Abstract

The protein elastin imparts extensibility, elastic recoil, and resilience to tissues including arterial walls, skin, lung alveoli, and the uterus. Elastin and elastin-like peptides are hydrophobic, disordered, and undergo liquid-liquid phase separation upon self-assembly. Despite extensive study, the structure of elastin remains controversial. We use molecular dynamics simulations on a massive scale to elucidate the structural ensemble of aggregated elastin-like peptides. Consistent with the entropic nature of elastic recoil, the aggregated state is stabilized by the hydrophobic effect. However, self-assembly does not entail formation of a hydrophobic core. The polypeptide backbone forms transient, sparse hydrogen-bonded turns and remains significantly hydrated even as self-assembly triples the extent of non-polar side chain contacts.
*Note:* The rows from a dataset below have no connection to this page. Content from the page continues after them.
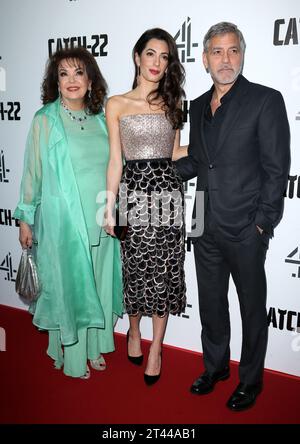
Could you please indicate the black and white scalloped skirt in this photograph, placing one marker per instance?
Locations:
(153, 252)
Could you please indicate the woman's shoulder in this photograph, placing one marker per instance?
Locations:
(116, 104)
(48, 109)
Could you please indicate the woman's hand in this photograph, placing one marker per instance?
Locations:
(25, 235)
(109, 222)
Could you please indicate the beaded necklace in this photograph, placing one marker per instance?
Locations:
(80, 120)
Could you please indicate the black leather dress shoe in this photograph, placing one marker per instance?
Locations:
(206, 382)
(243, 397)
(137, 360)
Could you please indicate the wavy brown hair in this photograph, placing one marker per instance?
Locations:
(75, 56)
(170, 88)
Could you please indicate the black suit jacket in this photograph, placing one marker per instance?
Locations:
(246, 179)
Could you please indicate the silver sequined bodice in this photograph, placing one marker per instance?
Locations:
(146, 136)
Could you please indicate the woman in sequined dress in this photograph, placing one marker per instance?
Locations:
(79, 265)
(144, 128)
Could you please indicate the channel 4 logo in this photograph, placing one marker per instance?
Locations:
(294, 258)
(7, 267)
(2, 339)
(184, 43)
(2, 78)
(3, 169)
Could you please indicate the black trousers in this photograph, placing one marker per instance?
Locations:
(217, 258)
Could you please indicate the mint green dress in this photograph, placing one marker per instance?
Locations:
(62, 197)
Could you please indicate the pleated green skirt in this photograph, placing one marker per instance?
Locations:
(93, 341)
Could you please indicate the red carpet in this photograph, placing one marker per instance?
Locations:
(33, 392)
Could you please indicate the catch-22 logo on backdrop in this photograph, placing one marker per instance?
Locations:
(293, 187)
(10, 110)
(184, 42)
(294, 258)
(2, 78)
(286, 32)
(96, 44)
(3, 169)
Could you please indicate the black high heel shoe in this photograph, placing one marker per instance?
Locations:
(137, 360)
(152, 379)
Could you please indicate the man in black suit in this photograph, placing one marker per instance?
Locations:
(239, 151)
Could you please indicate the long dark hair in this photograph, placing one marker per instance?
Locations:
(76, 55)
(170, 87)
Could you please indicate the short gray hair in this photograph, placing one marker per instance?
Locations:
(223, 28)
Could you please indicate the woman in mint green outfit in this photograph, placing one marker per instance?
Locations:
(61, 208)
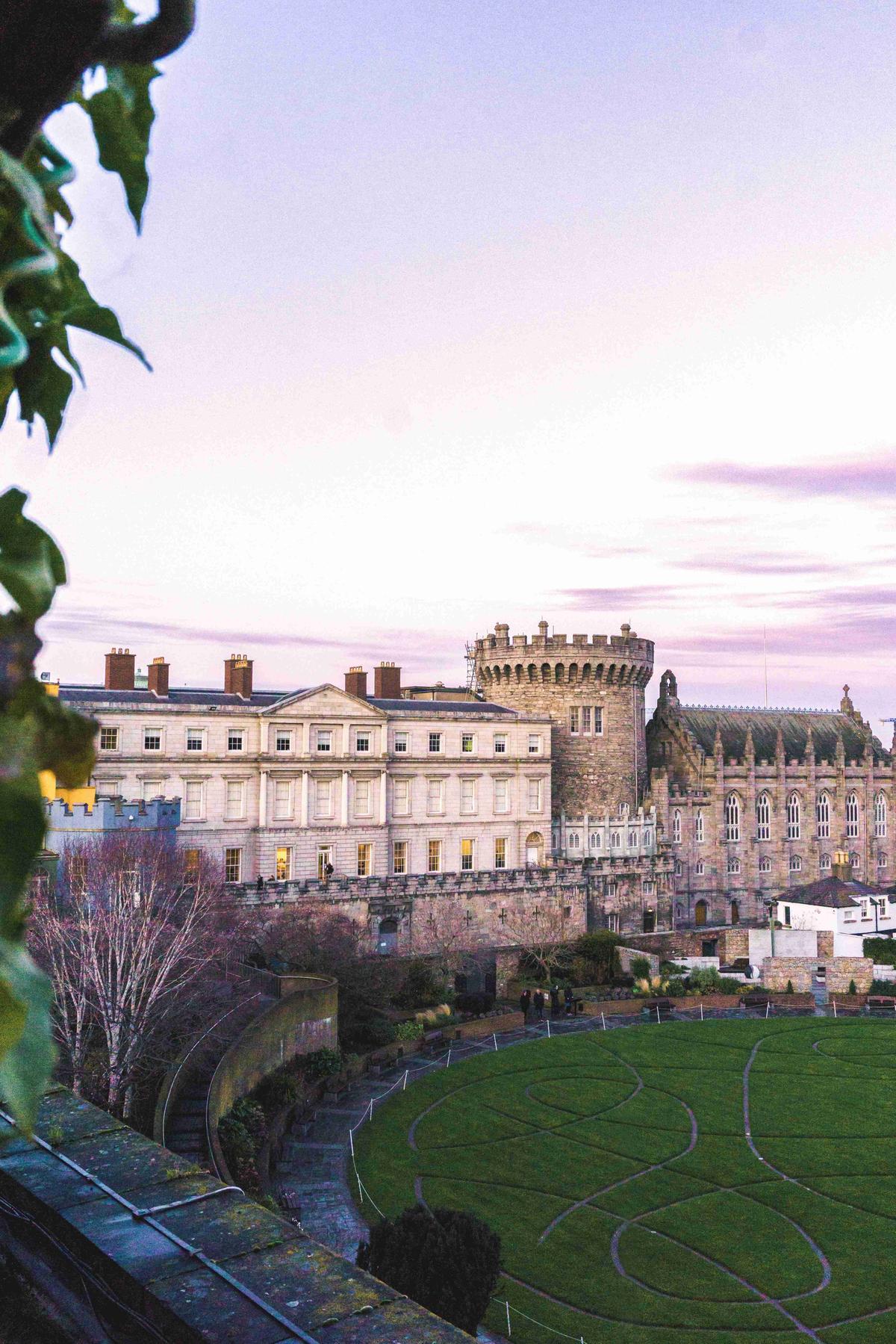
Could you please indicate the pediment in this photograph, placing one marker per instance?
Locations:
(324, 702)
Individual chains in the assembly approach a maximally-disordered, melt-like state which may be called the liquid state of proteins. These findings resolve long-standing controversies regarding elastin structure and function and afford insight into the phase separation of disordered proteins.

Highlights

  • The elasticity of skin, lungs, major arteries, and other vertebrate tissues is imparted by elastin, a modular structural protein composed of alternating hydrophobic and cross-linking domains.[1]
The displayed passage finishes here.